The rest of the paper is organized as follows. Section 2 introduces the background and related work on GAN and learnable group convolution. Section 3 describes our proposed method. Section 4 validates the superiority of our model, qualitative and quantitative comparisons are made on the corresponding datasets, and the running time of various methods is also compared. Section 5 presents the conclusion of the paper.

In this section, several methods for the fusion of visible and infrared images are briefly introduced along with GANs.

2.1. Infrared and Visible Image Fusion

In the past few years, many image fusion methods based on deep learning have emerged. They can be simply divided into seven categories including multiscale transform [12, 13], sparse representation [14], neural network [6, 15], subspace [16], and saliency-based [17] methods, hybrid models [18], and other methods [19]. Multiscale transform-based methods [19], the most actively used for fusion, assume that a source image can decompose original images into components of different scales. A final target fused image can be obtained by fusing its layers based on certain particular fusion rules. The most popular transforms used for decomposition and reconstruction are the wavelet [20], pyramid [4], curvelet [21], and their variants. Sparse representation image fusion methods [22] aim to learn an overcomplete dictionary from a large number of high-quality natural images. It has been found that an image can be represented by a sparse basis linear combination, which is a key factor to ensure the good performance of this method. Neural network-based methods [6] can imitate the perceptual behavior system of the human brain when dealing with neural information, and the neural network has the advantages of strong adaptability and fault tolerance and antinoise capabilities [16]. Subspace-based methods [23, 24] aim to project high-dimensional input images into low-dimensional subspaces. For most natural images, redundant information exists, and low-dimensional subspaces can help capture the intrinsic structures of the original images. Saliency-based methods [25, 26] are based on the fact that the attention is often captured by objects or pixels that are more significant than their neighbors, and saliency-based fusion methods can maintain the integrity of the salient object region and improve the visual quality of the fused image. Hybrid models [27] combine the advantages of the different methods and thus further enhance the image fusion performance.

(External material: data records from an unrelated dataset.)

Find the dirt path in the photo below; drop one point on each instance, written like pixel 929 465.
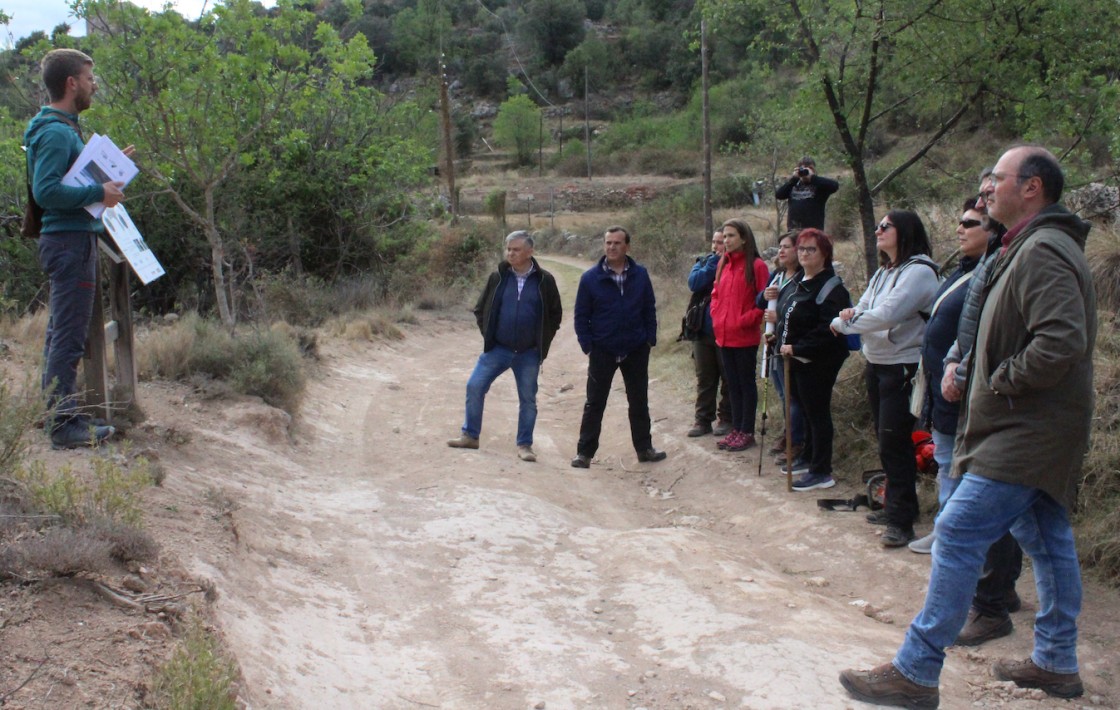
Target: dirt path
pixel 373 567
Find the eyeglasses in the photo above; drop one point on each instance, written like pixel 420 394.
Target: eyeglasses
pixel 996 178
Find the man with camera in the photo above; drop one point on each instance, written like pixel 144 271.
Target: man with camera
pixel 806 193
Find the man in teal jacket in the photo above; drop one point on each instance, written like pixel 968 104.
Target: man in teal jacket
pixel 68 237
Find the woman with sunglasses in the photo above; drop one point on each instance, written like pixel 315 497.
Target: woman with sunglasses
pixel 890 320
pixel 781 285
pixel 973 233
pixel 817 355
pixel 737 323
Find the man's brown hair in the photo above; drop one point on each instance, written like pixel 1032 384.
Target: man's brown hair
pixel 58 65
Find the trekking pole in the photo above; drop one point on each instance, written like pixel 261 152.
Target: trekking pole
pixel 789 429
pixel 767 355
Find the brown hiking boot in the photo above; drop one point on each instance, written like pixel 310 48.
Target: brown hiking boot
pixel 463 441
pixel 1026 674
pixel 885 685
pixel 982 628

At present, there are many methods of infrared image fusion and visible image fusion [28–34], which are well adapted to the examples and verified. We analyzed several of these methods. In recent years, Ma et al. proposed the gradient transfer fusion (GTF) method for image fusion [19] to retain the main intensity distribution in infrared images and gradient changes in visible images. The details of the image are more reflected in the texture, which is the gradient of the image. The visible image has more texture gradient information than the infrared image, so the gradient of the fusion image can be inherited from the gradient of the visible image. In fact, gradient changes do not adequately retain the useful details contained in the visible image. To address this issue, Ma et al. proposed Fusion GAN [11] method which establishes an adversarial game between a generator and a discriminator, where the generator aims to generate a fused image with primary infrared intensities together with additional visible gradients, and the discriminator aims to force the fused image to have more details existing in visible images. This enables the final fused image to simultaneously keep the thermal radiation in an infrared image and the textures in a visible image. However, only relying on confrontation training leads to the loss of detailed information. The content loss of Fusion GAN only attaches importance to the edge information of visible images. It ignores some information on infrared images, which leads to the blurring of the target edge of fusion images. Recently, Ma et al. proposed the latest method [35] to alleviate the problem of antagonistic learning based on retaining details. This method adds two new loss functions: detail loss and target edge-enhancement loss. The fusion image is provided with rich details of visible images and the effective target area of infrared images. Its advantage is to retain some infrared radiation information and gradient information, and its disadvantage is usually to reduce the brightness of image fusion.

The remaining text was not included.